Victor Alcará

Personal information
- Full name: Victor Guimarães Alcará
- Nationality: Brazilian
- Born: 28 September 2000 (age 25) São João da Boa Vista, São Paulo, Brazil
- Height: 1.92 m (6 ft 4 in)
- Weight: 84 kg (185 lb)

Sport
- Sport: Swimming
- Strokes: Freestyle

Medal record
Men's swimming
Representing Brazil
Pan American Games
| Gold medal – first place | 2023 Santiago | 4×100 m freestyle |
| Gold medal – first place | 2023 Santiago | 4×100 m mixed free |
| Silver medal – second place | 2023 Santiago | 4×100 m medley |

= Victor Alcará =

Brazilian swimmer (born 2000)

Victor Guimarães Alcará (born 2000 in São João da Boa Vista) is a Brazilian swimmer.
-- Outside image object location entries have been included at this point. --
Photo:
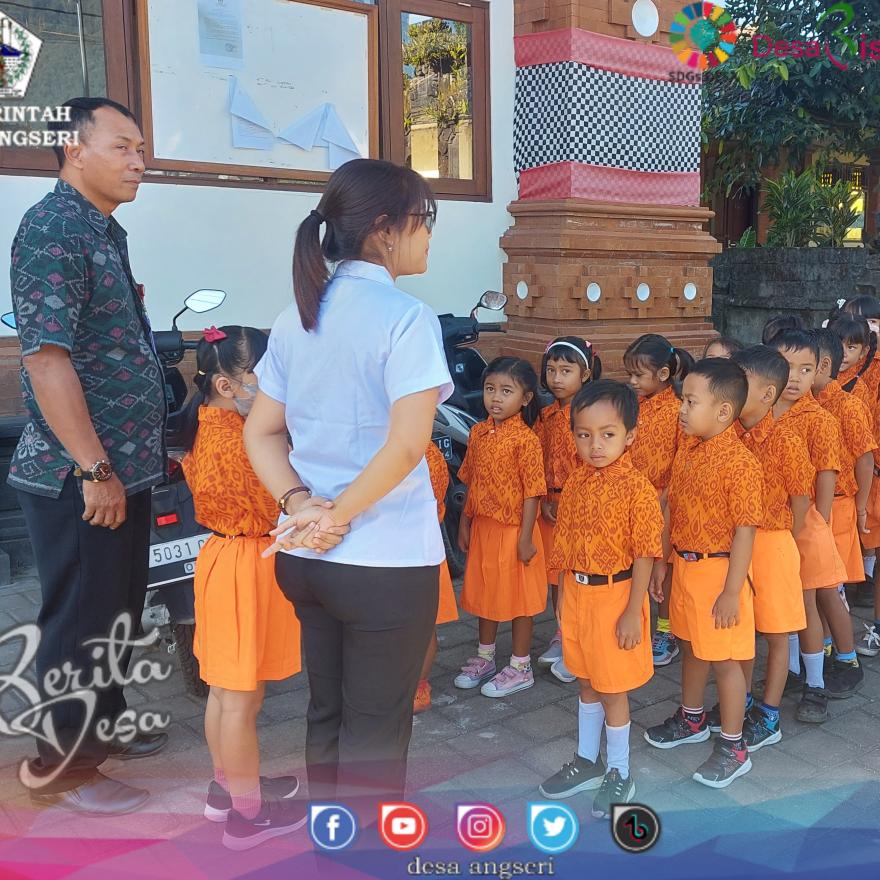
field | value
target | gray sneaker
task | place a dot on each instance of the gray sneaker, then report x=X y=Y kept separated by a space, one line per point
x=576 y=776
x=614 y=790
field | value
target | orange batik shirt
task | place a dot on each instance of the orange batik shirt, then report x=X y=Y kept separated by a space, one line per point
x=856 y=433
x=502 y=467
x=228 y=496
x=557 y=441
x=785 y=464
x=608 y=517
x=819 y=430
x=716 y=487
x=653 y=450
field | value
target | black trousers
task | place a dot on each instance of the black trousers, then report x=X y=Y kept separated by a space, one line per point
x=365 y=632
x=88 y=576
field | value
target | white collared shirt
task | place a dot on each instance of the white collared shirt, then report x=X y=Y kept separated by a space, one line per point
x=373 y=345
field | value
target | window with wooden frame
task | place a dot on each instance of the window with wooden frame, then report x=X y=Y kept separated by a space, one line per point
x=433 y=71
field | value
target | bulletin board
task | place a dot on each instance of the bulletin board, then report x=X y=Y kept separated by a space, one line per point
x=268 y=88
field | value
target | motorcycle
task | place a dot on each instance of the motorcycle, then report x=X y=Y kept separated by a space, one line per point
x=462 y=410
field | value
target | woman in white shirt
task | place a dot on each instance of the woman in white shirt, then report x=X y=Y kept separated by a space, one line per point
x=354 y=371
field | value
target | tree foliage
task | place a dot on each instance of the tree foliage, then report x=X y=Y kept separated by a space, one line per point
x=770 y=111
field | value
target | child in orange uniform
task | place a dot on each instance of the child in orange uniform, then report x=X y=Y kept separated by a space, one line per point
x=505 y=575
x=821 y=566
x=788 y=482
x=246 y=631
x=715 y=505
x=849 y=510
x=609 y=531
x=653 y=365
x=447 y=610
x=568 y=364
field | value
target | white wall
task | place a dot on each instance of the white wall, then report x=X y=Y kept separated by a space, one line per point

He began his career in 2010, at the age of 10, when he started training in his hometown. In 2017 he went to Corinthians and in 2023 he was hired by Esporte Clube Pinheiros.

At the 2021 Junior Pan American Games he won three gold medals in the 100m freestyle and 4 × 100 m freestyle and 4 × 100 m mixed freestyle relays, as well as a silver in the 4 × 100 m medley relay. With this, he won a direct place for the Pan American Games in Santiago 2023 in the 50m freestyle.

At the 2021 South American Swimming Championships, he won a gold medal in the 4 × 100 m metre freestyle relay.

He was at the 2023 World Aquatics Championships, where he finished 6th in the Men's 4 × 100 metre freestyle relay

At the 2023 Pan American Games, he won two gold medals in the men's 4 × 100 m freestyle and mixed 4 × 100 m freestyle relays of Brazil. He also finished 5th in the 50 metre freestyle, with a time of 22.27.